Saturday, August 21, 2010

Commercials in Books

Not long ago, the buzz was about books that had sponsors. The writer would feature, say, a brand of car or vodka or something, in the book. That was a carry-over from products that got featured in movies, like having a character obviously driving a Camaro, or in television, like all the judges on American Idol drinking Coke. Writers, for a short while wrote books specifically for sponsors.

But that’s not what we’re talking about today when we say “commercials in books.” Now it’s…commercials…in books. The Wall Street Journal has an interesting article about this.

Maybe you won’t see them in print books. The WSJ tells you why:
But historically, the lack of advertising in books has had less to do with the sanctity of the product and more to do with the fact that books are a lousy medium for ads. Ads depend on volume and timeliness to work, and books don't provide an opportunity for either.
E-books, however, are a different matter.
Google has taken the first steps in this direction. Its Google Books archive—a collection of over 10 million scanned books from the world's largest libraries—displays advertisements next to search results. It's a small step to imagine Google including advertisements within books, especially since its 2008 settlement over copyright violations with the Authors Guild. For its part, Amazon filed a patent for advertisements on its Kindle device last year. And Apple has recently entered the advertising game with its iAd platform for mobile devices.
Right now on a lot of e-books you can read sample chapters for free. In the near future, that “free” may come with a commercial. Having commercials in books will also bring in a whole slew of new problems.
Ad agencies will be involved in creating a standard form for digital ads. Technology companies will be crucial to implementation. A new set of contracts will have to be created to manage these new costs, revenue sources and control rights.
Link over and read the full article. It’s interesting, not just for this, but also for its timeline of the eReader.

As an author, would you mind having commercials embedded in your e-book?

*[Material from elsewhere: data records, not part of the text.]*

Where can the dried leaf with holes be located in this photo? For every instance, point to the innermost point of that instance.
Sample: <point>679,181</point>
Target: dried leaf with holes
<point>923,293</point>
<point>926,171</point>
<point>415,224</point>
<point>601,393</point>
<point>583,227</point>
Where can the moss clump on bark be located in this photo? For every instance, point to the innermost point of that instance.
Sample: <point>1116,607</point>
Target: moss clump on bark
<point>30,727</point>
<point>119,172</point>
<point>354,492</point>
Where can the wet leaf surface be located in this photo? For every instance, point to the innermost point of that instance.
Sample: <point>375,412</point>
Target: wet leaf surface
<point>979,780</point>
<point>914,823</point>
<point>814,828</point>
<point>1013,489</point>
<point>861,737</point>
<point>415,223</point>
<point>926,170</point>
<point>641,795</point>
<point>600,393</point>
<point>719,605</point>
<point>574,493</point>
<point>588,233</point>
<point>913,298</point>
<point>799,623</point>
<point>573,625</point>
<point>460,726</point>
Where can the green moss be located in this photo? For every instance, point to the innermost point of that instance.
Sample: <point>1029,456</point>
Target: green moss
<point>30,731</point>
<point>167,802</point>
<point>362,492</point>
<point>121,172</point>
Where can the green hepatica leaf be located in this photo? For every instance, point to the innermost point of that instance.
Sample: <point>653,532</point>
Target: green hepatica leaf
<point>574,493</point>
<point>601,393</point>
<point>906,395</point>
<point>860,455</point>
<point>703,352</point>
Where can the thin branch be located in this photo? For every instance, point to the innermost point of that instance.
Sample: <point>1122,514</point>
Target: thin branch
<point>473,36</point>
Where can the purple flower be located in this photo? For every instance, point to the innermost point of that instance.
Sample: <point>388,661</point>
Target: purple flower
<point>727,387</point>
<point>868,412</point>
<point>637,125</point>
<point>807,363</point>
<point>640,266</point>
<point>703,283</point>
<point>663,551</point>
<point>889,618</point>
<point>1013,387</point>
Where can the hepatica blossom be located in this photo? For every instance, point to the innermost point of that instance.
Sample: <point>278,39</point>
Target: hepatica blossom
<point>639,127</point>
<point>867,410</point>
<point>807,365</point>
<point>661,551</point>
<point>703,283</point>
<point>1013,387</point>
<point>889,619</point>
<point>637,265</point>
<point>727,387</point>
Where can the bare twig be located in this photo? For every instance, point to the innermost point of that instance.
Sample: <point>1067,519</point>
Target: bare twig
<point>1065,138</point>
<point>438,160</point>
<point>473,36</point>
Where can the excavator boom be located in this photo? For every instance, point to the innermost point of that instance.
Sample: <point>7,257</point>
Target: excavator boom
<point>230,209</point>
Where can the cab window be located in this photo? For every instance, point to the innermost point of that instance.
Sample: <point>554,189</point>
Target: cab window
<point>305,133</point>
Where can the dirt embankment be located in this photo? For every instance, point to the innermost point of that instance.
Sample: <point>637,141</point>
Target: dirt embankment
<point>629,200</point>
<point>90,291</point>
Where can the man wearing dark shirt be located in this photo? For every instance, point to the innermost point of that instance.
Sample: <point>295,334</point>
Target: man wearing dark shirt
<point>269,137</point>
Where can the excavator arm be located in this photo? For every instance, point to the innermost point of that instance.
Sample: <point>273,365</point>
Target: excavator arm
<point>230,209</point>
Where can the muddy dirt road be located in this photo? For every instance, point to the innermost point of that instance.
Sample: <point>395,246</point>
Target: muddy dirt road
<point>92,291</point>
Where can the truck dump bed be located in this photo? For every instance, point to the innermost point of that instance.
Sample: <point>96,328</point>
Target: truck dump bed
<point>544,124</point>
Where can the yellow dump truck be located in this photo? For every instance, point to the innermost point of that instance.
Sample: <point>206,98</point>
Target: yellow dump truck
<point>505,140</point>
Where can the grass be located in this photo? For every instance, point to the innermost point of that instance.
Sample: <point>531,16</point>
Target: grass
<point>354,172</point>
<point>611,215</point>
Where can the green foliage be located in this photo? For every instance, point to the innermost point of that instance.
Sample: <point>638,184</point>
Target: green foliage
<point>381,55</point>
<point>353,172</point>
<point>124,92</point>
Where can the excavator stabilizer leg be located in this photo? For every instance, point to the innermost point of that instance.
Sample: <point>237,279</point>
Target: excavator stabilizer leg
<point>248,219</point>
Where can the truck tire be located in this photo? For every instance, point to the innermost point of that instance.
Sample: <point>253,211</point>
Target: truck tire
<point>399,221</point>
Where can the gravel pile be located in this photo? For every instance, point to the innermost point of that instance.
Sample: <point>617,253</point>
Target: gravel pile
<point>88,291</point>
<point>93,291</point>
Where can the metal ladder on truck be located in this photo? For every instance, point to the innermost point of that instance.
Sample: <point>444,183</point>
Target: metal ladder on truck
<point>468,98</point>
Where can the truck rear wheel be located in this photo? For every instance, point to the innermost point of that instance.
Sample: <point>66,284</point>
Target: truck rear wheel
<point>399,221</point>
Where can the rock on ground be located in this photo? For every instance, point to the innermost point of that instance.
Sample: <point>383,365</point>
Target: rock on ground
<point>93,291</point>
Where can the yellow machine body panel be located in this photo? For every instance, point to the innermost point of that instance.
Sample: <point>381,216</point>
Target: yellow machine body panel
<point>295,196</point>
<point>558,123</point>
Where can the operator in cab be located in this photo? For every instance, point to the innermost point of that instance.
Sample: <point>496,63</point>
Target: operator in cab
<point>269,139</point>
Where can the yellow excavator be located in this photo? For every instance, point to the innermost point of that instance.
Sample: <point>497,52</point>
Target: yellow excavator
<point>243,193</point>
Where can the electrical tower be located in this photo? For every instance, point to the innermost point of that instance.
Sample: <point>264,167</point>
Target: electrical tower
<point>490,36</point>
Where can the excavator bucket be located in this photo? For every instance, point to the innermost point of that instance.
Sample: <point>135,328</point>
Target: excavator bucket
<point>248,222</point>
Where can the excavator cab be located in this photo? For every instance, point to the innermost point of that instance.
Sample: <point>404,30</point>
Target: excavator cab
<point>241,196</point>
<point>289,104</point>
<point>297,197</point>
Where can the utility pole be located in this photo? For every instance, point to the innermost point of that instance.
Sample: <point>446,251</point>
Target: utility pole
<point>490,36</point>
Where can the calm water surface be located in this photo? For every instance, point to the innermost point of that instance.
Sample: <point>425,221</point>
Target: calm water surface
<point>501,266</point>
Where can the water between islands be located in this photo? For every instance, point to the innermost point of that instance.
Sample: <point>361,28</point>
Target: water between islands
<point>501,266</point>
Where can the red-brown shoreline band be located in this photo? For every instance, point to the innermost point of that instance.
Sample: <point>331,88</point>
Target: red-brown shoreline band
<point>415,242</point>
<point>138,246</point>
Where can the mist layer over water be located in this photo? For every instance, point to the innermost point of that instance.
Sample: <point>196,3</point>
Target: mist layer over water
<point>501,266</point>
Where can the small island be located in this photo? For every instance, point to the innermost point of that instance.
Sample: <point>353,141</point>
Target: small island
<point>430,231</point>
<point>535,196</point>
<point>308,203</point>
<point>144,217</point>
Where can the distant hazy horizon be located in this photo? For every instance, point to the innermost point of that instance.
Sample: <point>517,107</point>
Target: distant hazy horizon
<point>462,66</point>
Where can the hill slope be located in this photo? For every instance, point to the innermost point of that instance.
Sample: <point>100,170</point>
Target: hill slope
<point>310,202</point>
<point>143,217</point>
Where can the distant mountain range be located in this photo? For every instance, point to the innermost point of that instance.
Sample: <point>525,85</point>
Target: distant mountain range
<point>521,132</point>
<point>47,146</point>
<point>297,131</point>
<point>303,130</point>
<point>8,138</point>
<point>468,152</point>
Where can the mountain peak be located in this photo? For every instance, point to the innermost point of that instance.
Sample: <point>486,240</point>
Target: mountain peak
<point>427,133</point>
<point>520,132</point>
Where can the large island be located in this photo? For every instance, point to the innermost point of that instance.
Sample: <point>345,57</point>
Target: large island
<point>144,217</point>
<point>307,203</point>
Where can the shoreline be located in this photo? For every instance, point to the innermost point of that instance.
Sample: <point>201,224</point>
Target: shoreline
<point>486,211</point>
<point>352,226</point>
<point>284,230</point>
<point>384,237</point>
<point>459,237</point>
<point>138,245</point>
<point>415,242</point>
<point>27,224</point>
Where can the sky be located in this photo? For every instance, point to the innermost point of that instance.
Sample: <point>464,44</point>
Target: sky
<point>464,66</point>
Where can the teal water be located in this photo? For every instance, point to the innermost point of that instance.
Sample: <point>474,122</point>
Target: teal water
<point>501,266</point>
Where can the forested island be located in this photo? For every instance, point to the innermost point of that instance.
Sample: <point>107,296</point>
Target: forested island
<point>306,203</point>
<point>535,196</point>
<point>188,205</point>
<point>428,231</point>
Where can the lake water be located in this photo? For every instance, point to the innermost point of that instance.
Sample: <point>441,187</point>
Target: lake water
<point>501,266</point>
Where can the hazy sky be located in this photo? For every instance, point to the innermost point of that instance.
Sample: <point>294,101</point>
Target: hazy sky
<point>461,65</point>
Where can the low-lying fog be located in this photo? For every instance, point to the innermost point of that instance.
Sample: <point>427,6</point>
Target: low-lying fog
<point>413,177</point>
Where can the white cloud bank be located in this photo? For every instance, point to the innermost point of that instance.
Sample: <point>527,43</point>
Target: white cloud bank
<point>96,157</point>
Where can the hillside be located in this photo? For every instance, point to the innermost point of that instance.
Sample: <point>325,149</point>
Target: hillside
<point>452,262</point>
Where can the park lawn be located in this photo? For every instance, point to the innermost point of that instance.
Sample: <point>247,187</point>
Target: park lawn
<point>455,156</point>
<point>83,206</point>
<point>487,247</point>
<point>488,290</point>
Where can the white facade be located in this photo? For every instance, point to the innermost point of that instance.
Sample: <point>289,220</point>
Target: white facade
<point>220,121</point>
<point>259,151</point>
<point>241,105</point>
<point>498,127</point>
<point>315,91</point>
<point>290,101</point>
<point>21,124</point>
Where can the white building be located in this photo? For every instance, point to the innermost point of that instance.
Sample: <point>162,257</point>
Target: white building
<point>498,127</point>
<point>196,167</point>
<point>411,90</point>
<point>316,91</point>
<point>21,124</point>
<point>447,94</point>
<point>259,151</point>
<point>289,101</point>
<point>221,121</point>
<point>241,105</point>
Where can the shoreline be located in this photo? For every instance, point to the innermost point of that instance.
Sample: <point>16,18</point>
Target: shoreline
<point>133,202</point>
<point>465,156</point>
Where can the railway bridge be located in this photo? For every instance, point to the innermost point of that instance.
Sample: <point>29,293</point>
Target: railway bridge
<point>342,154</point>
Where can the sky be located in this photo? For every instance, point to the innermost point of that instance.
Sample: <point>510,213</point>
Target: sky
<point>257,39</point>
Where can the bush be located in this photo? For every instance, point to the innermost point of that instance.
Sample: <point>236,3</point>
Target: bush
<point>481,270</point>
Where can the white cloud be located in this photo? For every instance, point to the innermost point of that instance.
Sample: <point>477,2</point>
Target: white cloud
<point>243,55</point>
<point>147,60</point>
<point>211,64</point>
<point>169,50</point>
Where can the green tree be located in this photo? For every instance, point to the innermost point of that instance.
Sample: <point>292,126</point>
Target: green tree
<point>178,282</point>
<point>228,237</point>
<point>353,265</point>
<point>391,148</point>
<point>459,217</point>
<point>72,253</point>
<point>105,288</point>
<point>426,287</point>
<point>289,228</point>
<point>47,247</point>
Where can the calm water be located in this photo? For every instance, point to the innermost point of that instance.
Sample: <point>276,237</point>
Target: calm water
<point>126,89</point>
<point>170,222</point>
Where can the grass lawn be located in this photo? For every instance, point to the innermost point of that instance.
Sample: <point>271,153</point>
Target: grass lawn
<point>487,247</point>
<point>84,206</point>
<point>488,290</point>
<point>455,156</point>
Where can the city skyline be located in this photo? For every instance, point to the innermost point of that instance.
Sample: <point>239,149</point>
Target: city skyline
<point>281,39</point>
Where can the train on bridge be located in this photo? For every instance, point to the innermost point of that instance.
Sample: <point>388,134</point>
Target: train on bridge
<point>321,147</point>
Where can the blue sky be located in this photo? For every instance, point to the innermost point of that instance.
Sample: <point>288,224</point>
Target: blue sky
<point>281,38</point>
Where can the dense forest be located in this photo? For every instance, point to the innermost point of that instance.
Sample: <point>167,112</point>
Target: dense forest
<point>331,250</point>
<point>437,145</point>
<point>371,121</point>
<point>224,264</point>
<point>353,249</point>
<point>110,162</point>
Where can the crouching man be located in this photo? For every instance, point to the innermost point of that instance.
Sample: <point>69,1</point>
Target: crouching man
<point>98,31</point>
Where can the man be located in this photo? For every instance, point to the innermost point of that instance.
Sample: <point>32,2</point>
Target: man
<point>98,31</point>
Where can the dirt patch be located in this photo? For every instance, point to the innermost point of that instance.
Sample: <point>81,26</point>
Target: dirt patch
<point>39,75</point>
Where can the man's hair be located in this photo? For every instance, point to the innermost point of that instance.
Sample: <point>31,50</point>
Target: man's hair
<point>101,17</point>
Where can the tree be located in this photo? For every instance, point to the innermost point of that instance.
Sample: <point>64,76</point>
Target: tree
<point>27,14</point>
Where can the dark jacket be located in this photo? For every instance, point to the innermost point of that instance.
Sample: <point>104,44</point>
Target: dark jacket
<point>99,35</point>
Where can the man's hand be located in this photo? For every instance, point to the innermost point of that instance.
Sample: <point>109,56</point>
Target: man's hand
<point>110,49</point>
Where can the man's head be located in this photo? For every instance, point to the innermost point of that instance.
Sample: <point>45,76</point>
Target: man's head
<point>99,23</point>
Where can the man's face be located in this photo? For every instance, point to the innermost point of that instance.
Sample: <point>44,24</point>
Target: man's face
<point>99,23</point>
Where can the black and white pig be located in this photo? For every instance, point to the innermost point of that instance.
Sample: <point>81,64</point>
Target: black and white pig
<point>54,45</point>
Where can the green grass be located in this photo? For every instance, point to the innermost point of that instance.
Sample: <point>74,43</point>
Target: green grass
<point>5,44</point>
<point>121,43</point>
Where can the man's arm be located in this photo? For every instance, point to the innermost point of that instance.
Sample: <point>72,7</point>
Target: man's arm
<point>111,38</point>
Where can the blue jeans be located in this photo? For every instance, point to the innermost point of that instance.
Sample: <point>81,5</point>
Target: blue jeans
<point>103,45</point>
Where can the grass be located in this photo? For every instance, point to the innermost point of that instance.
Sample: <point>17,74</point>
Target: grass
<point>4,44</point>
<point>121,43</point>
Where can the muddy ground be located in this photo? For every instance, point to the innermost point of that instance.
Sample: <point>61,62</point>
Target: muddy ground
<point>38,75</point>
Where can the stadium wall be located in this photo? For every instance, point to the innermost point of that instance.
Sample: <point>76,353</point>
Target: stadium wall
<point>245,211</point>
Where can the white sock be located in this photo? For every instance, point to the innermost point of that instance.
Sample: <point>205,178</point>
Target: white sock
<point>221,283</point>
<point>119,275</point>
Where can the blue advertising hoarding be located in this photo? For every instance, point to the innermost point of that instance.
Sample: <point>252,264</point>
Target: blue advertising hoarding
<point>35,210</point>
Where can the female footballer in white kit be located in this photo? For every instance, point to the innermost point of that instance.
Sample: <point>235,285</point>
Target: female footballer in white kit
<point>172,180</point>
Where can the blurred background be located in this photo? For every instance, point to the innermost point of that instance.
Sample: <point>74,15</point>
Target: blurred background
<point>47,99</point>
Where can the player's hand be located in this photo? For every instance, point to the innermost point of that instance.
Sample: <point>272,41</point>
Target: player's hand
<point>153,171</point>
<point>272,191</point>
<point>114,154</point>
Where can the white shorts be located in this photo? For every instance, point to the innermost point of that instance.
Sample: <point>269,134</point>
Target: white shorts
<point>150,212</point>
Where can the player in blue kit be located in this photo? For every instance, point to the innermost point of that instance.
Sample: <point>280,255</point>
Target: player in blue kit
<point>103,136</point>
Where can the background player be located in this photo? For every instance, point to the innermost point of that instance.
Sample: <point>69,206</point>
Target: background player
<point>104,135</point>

Or would it depend on your cut of what the company paid to advertise?


  1. I have noticed the ads in the sidebar of Google Books, but don't pay attention to it and never click on the links. Also, I stay away from blogs with lots of ads and giveaways.

    Cold As Heaven

  2. I think its going to be unavoidable. It will always be about the money. Publishing can be a lucrative industry with the right initiatives and foresight. E-books can revolutionise how we educate and relax. E-books that earn frequent flyer points, phone credit, travel and entertainment discounts. The future looks bright if we let it.

  3. I can understand the ads being with the 'free' chapters you can read but to have ads in the e-books you buy would be bad. I knew I loved print books for a reason. :)

    Thoughts in Progress

  4. I think it's a bad thing for print books. While readers may decide they want print books because of the lack of such commercials, publishers and writers may like e-books because of the added revenue.

  5. Remember when publishers used to put little ads in the back of books for their other, similar authors and a little order form to send in to buy them? That's my limit for advertising in books.

    As far as eReaders - people have become good at ignoring ads on screens, I find it hard to believe it will be worthwhile.

    I frankly hate the idea completely.

  6. Oy! I hate this idea completely too - placing ads leads to advertisers eventually having a SAY about what is in the books. If I write a book that is less than complimentary to the conventional status of commerce who is to say that it won't be pulled or I'll be asked to hold back certain sentiments - a nightmare! I hate it. To me the gift of the story teller is that they are telling me their story without filters - without veils of commerce. No. Yuck.

  7. I just read a really interesting article on this, which I agree with. A writer I know points out that ads in books could get REALLY complicated, just like product placement in movies is complicated.

    Because of that, it's important to place ads in the same category as subrights and pay the author accordingly.

    Here's the link:

  8. Ads and commercials appear before movies and on DVDs. I don't like it, but I can see it coming.

  9. They're also in movies, Alex. If someone is drinking a Coke or driving a Chevy, that's an ad. The company paid to have their product appear.

    Thanks for the link, Miriam.

  10. Seems kind of like we're going back to the days of Lucy and Ricky stopping their show and discussing their favourite laundry soap with the audience! :)

  11. Interesting! I would have thought the "sanctity of the product" would be the reason for no ads in books. I'm kind of surprised that publishers and editors are going to stand for commercials in books, but this move makes sense given that books don't seem to be as profitable anymore. Not enough people buy them!

  12. Pay me enough and you can do anything you want.... wait. I really didn't mean that. LOL

    Seriously, I'm not sure if this is a good idea or not. On one hand generating some revenue with some ads is not such a bad thing, as long as the advertisers do not interfere with editorial content. On the other hand, books have always been exempt from that kind of profiteering. Maybe that is something worth preserving.

  13. I hesitate to answer, but yes if the advertisements were for the Discovery Channel or the Science Channel. There would be some redeeming value here.

    Stephen Tremp

  14. As long as they don't move or make noise, and the author gets a cut, I could care less. Alas, they will probably be just like web adds, which means stupid animation and flashing banners. I would HATE reading an ebook containing those types of ads.